# ULMFiT Notebook

This notebook assumes that you have finished finetuning the language model using the LM training scripts.

In [1]:
import torch
import torch.nn as nn
import torch.nn.functional as F
import torch.optim as optim
import torch.utils.data as data_utils

import numpy as np
import pandas as pd
from tqdm import tqdm

from finetuning import one_cycle
from utils import produce_dataloaders, count_parameters, drop_mult, get_param_groups
from layers import AWDLSTMEncoder, ConcatPoolingDecoder, RNNClassifier
from transformers import WarmupLinearSchedule

device = torch.device('cuda' if torch.cuda.is_available() else 'cpu')
np.random.seed(42)
torch.manual_seed(42);
torch.cuda.manual_seed(42);
torch.backends.cudnn.deterministic = True

We load the dataset and split them into training and validation sets.

In [2]:
df = pd.read_csv('../data/imdb/clas_data/train.csv').sample(frac=1, random_state=42)
text, sentiment = list(df['text']), list(df['sentiment'])
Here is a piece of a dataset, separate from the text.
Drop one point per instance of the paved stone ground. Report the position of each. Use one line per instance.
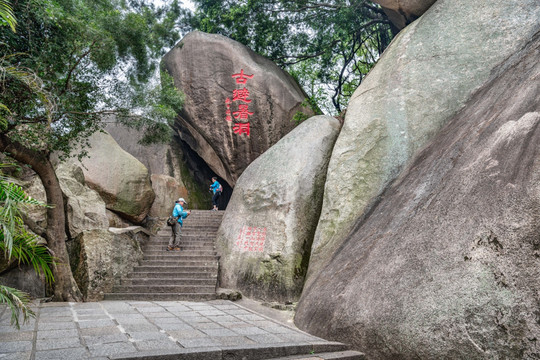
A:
(152, 330)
tr_sz = int(len(text) * 0.7)

X_train, y_train = text[:tr_sz], sentiment[:tr_sz]
X_val, y_val = text[tr_sz:], sentiment[tr_sz:]

We just need to tokenize our dataset. We use spacy for this.

In [4]:
import spacy
en = spacy.load('en')

def tokenize(t):
    return [str(token) for token in en(t)]

The next line will take a while.  We'll save it so we can just load the tokenized data in the future.

In [5]:
#X_train = [tokenize(t) for t in tqdm(X_train)]
#X_val = [tokenize(t) for t in tqdm(X_val)]

#with open('../data/imdb/clas_data/cache.pth', 'wb') as f:
#    torch.save([X_train, X_val], f)

Load the data.

In [6]:
with open('../data/imdb/clas_data/cache.pth', 'rb') as f:
    X_train, X_val = torch.load(f)

We'll delimit the data to a maximum sequence length and pad shorter sequences. We also opt to drop the last batch which has an irregular batch size.

In this step, we load the vocabulary of the finetuned language model.

In [7]:
msl = 512
bs = 64

# Load the vocabulary
with open('../data/pretrained_wt103/vocab.pth', 'rb') as f:
    word2idx, idx2word = torch.load(f)
vocab_set = set(idx2word)

# Produce dataloaders
train_loader, val_loader = produce_dataloaders(X_train, y_train, X_val, y_val, 
                                               word2idx, vocab_set, msl, bs, drop_last=True)

100%|██████████| 17500/17500 [00:01<00:00, 10035.86it/s]
100%|██████████| 7500/7500 [00:00<00:00, 12073.84it/s]


We construct the model and load the pretrained weights, scaling the dropout rates.

In [8]:
encoder = AWDLSTMEncoder(vocab_sz=len(idx2word), emb_dim=400, hidden_dim=1152, num_layers=3)
decoder = ConcatPoolingDecoder(hidden_dim=400, bneck_dim=50, out_dim=2)
model = RNNClassifier(encoder, decoder).to(device)

# Load weights
with open('../data/imdb/lm_data/imdb_finetuned.pth', 'rb') as f:
    inc = model.load_state_dict(torch.load(f), strict=False)
    
# Scale dropout
model = drop_mult(model, dm=0.5)

We set the parameter groups for discriminative learning rates. We set up an optimizer with a default learning rate.

In [12]:
criterion = nn.CrossEntropyLoss()
p_groups = get_param_groups(model)
optimizer = optim.Adam(p_groups, lr=5e-3)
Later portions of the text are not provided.